My Closing Statement
Before Naomi’s talk, the second to last talk was Stone Librande’s talk, titled “Designing for Thousands of Autonomous Agents”.  His presentation was about the new SimCity simulation he’s been working on.  Essentially, what he’s trying to do with the next SimCity is to have the city controlled by thousands of autonomous, AI-controlled agents moving throughout the world.

It’s kinda neat, and has a touch of a Dwarf Fortress feeling to it!  Some of these are trucks that bring resources to a power plant.  Some of these are individual people who get in their cars and go to work at that same plant.  Then these same people would take the money they earned and bring it to a store to buy something and get happiness(!). The upper-class people and the lower class people would both, at the end of the day, spend the same ratio of their money on an upper class and lower class good, respectively, and receive the same amount of happiness.

What I found hilarious about this was that Stone didn’t come in here with an air of “hey, look out, I’m an artist and I’m deep and insightful”, like a few other speakers did.  He’s a down to earth guy who’s just trying to make a nice little city simulation.  He didn’t put those things into the game to get a chuckle out of people:  he put them in because they make sense.

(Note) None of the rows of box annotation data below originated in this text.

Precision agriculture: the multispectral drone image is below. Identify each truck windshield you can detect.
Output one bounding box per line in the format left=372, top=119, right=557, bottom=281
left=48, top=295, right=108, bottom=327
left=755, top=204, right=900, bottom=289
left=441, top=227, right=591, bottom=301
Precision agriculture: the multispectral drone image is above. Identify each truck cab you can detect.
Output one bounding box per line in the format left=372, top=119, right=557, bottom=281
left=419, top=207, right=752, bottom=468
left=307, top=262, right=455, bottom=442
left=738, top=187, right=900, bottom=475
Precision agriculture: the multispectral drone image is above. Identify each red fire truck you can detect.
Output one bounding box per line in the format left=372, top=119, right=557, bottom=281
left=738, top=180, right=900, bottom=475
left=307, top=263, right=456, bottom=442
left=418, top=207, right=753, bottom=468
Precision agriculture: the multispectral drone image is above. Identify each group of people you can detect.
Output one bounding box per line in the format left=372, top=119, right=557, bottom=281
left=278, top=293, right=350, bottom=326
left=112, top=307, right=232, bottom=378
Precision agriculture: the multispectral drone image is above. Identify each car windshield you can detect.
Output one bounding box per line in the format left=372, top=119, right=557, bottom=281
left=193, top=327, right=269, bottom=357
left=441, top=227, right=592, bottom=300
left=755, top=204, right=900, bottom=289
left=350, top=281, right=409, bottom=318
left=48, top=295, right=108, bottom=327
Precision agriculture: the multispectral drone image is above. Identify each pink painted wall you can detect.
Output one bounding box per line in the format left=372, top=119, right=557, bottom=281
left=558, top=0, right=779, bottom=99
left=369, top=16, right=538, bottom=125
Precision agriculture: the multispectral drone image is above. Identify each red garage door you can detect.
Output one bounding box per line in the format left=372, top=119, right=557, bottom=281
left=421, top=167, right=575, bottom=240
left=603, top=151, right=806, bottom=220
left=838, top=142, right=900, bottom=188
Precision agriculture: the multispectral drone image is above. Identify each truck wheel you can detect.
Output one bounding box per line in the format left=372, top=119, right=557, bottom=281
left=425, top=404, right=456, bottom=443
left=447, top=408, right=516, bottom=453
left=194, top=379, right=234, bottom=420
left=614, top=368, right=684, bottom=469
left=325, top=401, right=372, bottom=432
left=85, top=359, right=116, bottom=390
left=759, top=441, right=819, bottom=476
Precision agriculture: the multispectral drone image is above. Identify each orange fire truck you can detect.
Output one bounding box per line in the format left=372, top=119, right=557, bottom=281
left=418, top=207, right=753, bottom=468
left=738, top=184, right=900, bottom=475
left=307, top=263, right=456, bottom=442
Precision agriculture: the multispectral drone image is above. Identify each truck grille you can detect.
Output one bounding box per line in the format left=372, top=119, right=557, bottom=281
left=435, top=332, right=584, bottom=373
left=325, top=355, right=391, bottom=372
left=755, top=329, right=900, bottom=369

Because Stone is actually thinking about mechanisms, how stuff works – you know, like, reality – he’s stumbling upon somewhat profound and interesting things.  To harken back to the theme of this article, I found this very surprising.  I didn’t expect to hear insight on the human condition from the guy who worked on Spore.

I thought back to when Annika said something along the lines of “I’m not a person who cares about math”.

So maybe this was my big narrative for the event.  It showed two realities, two ways of viewing the world.  You have your Stone Librandes, your Richard Garfields and your Dan Cooks, who are all trying to offer up real solutions to real problems, and you have your Doug Wilsons, your Tracy Fullertons and your Chris Bells, who are… doing something else.  To be charitable, they are, I suppose, trying to make sure everyone’s keeping an open mind about creativity in general, and that’s certainly a good message.

Perhaps I’m biased, because I’m clearly in the first camp.  But there’s something to be said for the fact that this is an event where people express ideas, and ideas can and should be judged by how much utility they have.  Wishywashy ideas, such as Chris Bell’s “who knows, anything could work, you never know” approach don’t really even need to be said.  They are already implicit, it would seem to me – a default starting point, upon which we build a sophisticated network of “ifs” and “thens” which lead us to become skilled craftsmen.

And perhaps this isn’t the only divide.  Quite possibly, every individual who attended left with his own unique view of what the divides – if any – were.  This was the second year of PRACTICE, and I’d say that overall, it was an improvement on the first year.  I wholly recommend that anyone serious about game design should look into it. If next year was even better, it wouldn’t surprise me.